Soon, she would understand. Soon, he would explain it all to her, just before he used the weapon. It would be him, really. The boy was part of him. Just an extension of Roland’s power. But the boy had forgotten this. He would have to be reminded, shaped into something useful.
He would understand. Roland would make him understand. And then the boy would fulfill his purpose, the witch would be dead, and the whole world would see the true power of vampires. The creature had made itself into Roland De Montclair, and then it had made Roland De Montclair into a god. He would destroy the witch, and then he would ascend. The whole world would worship him. They would beg to offer themselves to him, and he would finally drink his fill.
Roland wasn’t scared anymore, but he was still so, so hungry.

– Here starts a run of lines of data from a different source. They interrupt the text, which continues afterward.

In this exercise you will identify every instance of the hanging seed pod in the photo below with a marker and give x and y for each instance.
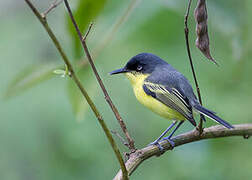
(202, 41)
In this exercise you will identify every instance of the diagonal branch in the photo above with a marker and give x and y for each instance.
(191, 62)
(107, 97)
(80, 86)
(218, 131)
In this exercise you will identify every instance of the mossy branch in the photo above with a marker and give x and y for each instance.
(244, 130)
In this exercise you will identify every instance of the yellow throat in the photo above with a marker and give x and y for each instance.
(137, 81)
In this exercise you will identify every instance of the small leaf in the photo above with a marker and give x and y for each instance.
(30, 77)
(202, 41)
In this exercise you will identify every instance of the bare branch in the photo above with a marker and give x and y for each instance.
(80, 86)
(107, 97)
(218, 131)
(191, 63)
(52, 6)
(120, 137)
(114, 109)
(89, 28)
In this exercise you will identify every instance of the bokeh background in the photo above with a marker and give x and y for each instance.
(47, 131)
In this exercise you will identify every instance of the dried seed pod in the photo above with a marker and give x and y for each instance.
(202, 41)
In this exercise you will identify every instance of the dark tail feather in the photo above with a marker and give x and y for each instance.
(212, 116)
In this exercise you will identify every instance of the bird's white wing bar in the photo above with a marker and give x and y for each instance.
(170, 97)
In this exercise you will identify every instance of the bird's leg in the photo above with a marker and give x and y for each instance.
(161, 136)
(168, 138)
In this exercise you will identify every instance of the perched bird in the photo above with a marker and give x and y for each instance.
(165, 91)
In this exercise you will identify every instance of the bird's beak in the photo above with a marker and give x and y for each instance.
(122, 70)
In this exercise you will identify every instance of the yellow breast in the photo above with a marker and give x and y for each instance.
(156, 106)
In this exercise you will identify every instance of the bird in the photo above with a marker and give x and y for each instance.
(165, 91)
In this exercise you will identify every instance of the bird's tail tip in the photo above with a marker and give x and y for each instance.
(212, 115)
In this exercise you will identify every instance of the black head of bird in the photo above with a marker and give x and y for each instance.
(165, 91)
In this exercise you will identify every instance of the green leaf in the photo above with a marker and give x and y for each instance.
(86, 11)
(29, 77)
(78, 102)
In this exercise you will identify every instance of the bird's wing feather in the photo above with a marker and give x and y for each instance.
(170, 97)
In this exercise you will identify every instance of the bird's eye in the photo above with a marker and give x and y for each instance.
(139, 68)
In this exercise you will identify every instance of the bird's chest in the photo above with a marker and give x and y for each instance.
(148, 101)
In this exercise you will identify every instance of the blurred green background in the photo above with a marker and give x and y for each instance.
(47, 131)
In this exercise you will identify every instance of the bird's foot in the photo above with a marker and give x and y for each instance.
(171, 142)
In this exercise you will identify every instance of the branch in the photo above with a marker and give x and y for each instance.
(218, 131)
(191, 63)
(52, 6)
(78, 83)
(107, 97)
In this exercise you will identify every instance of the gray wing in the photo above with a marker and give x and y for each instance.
(171, 97)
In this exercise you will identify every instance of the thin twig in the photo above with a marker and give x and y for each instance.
(191, 62)
(131, 142)
(107, 97)
(88, 31)
(244, 130)
(52, 6)
(80, 86)
(120, 137)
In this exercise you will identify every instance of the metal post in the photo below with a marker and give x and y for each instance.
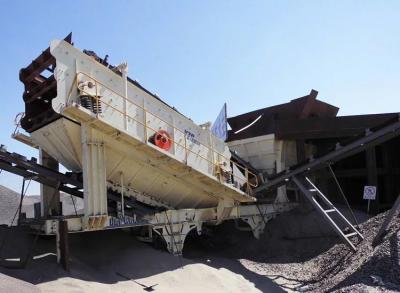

All of that rushed over me in a few seconds. I yanked myself out of my father’s mind and stumbled away, breathing hard with dead lungs. I couldn’t bear to touch him for a moment longer. Bile crept up my throat, and my stomach roiled with a ravenous hunger.
The fight had left my father. He was limp against the ruined prop throne, but he was smiling, eyes focused on me.
“Now you understand, don’t you?” he rasped. “You see what it’s all been for.”
He had never even wanted a child. I had always been a tool to him. All these centuries, and he never even saw me as a person.
My father hadn’t stopped fighting because he was exhausted or hurt. He’d stopped because he thought after that revelation, I would be on his side. He thought he’d won. His smile was triumphant.
Slowly, deliberately, I bent and picked up a piece of the throne that had splintered off. The cheap wood had splintered into a long, narrow triangular piece. It wasn’t terribly sharp, but it didn’t have to be—not with the amount of force I intended to use.
I stared down at my father, slouched in the remains of the cheap imitation of a throne. I knew what to do—I’d done it before. The right angle, the right placement, the right amount of strength. Roland kept his glassy, manic smile as I positioned the makeshift stake against his chest. Even now, it didn’t occur to him that I wasn’t going to do what he wanted.
As I thrust the stake in deep, his grin never shifted. There was a wet noise, and then silence.
I stood there for several long minutes, looking down at him, then I closed the corpse’s eyes and went to retrieve the files with the names of the dead.
19
GABRIEL
Istumbled outside in a daze, the trash bag full of papers slung over my shoulder. I felt as though I were in a completely different world. My father was dead by my hand. I’d never delved so deeply into someone’s memories before, and the aftershocks of his mind still haunted me.
Evangeline was on the gravel drive of the school, walking unsteadily toward the front entrance. When she saw me, she broke into a run.
“What happened?” She began to pat me down, checking for injuries. The blows my father had landed were already healing, my new strength speeding up the process.
“I know how we can stop Morgana,” I said numbly. “There’s a weapon. It’ll be strong enough to destroy her.”
Evangeline looked frantic now. “Gabriel, what happened in there?”
I shook my head. I couldn’t talk about it, not yet. It felt like a physical feat of strength to meet her eyes. I hated worrying her, but I couldn’t help it.